Sejumlah komunitas dan organisasi non pemerintah pun saat ini mengembangkan program untuk mengatasi masalah sampah makanan ini. Rikolto, LSM berpusat di Belgia dan bekerja juga di Indonesia, menggagas program Food Smart Cities (FSC). Program ini bertujuan mengurangi sampah makanan terutama di perkotaan.

Purnama Adil Marata, Kurator Program FSC Rikolto Indonesia mengatakan, salah satu komponen dalam program FSC adalah melalui mekanisme berbagi pangan yang masih layak makan kepada orang miskin dan pengolahan sampah makanan untuk bahan baku kompos dan makanan ikan.

“Intinya, sampah organik yang selama ini mendominasi di tempat pembuangan akhir bisa dikurangi sejak dari proses konsumsi,” kata Adil.

Di tingkat keluarga, Adil melanjutkan, ada edukasi untuk belanja dan mengonsumsi pangan secara bertanggung jawab.

Saat ini, program FCS dilaksanakan di dua lokasi yaitu Solo, Jawa Tengah dan Bekasi, Jawa Barat. Di Solo, Rikolto dan mitra lokalnya sedang mencoba kerja sama dengan retail untuk menyumbang sampah sayur, buah, ikan, daging, dan lain-lain. Sebagian sampah juga diolah oleh ibu-ibu menjadi kompos. Nantinya, kompos itu untuk pertanian di perkotaan (urban farming).

“Jika berjalan baik, kami berharap sayuran hasil urban farming dipasok ke retail,” lanjutnya.

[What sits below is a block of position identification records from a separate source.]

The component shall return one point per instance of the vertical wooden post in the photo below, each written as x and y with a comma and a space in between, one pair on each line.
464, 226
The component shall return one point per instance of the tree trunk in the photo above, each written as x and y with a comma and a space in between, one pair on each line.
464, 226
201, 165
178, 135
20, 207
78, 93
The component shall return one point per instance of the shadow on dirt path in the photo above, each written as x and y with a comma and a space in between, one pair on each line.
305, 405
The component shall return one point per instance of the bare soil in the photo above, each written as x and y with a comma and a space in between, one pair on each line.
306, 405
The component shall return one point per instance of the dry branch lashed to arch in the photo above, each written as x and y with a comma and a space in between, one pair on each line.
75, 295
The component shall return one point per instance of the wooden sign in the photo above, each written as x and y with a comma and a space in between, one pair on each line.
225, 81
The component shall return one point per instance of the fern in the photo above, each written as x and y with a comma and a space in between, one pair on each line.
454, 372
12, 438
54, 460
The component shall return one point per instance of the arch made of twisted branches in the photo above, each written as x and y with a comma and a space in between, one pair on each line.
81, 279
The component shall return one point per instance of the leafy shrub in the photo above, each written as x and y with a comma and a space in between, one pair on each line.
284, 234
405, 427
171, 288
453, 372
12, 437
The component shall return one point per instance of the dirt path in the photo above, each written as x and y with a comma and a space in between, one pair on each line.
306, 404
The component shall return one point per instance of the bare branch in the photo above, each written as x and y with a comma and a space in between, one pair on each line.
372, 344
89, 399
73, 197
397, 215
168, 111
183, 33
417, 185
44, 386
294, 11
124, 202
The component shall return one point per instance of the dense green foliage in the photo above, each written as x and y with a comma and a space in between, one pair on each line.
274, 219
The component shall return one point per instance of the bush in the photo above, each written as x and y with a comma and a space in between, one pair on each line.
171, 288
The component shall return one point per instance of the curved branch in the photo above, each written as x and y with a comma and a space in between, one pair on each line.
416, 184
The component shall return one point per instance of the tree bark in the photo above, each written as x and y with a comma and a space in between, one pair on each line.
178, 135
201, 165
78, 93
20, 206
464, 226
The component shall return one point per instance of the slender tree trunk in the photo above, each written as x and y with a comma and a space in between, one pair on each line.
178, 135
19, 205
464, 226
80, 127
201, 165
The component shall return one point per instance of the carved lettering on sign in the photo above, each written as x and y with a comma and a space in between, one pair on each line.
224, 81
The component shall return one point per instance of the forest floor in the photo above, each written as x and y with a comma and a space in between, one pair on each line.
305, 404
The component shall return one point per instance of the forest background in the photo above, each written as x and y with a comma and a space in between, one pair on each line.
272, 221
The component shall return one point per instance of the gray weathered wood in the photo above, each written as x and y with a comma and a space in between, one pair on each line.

baca juga : Leluhur Kita Telah Ajarkan Makanan Sehat dan Ramah Lingkungan. Kenapa Kita Melupakannya?

 

Penggunaan plastik sebagai bungkus makanan seperti jajanan di pasar-pasar tradisional di Denpasar, Bali. Foto : Anton Muhajir/Mongabay Indonesia

 

Upaya lain untuk mengurangi sampah makanan itu, menurut Adil, dengan mengolah sampah daging dan ikan agar bisa menjadi pelet untuk pakan ikan. Kebetulan, pada saat yang sama, Pemerintah Kota Surakarta sedang melaksanakan program peningkatan ekonomi bagi perempuan dan ternak ikan.

Karena itu, Rikolto pun melibatkan Pemkot Surakarta dalam program itu.

Untuk skala lain, program itu juga menyasar ke hotel, restoran, dan katering untuk menyumbang sisa makanannya ke masyarakat berpendapatan rendah. Mereka melibatkan pula anak-anak muda yang sudah berbagi makanan ke warga miskin, tetapi dengan membeli sendiri.

“Kami berharap tahun depan ada kerja sama antara hotel, restoran, dan katering dengan anak muda ini,” lanjutnya.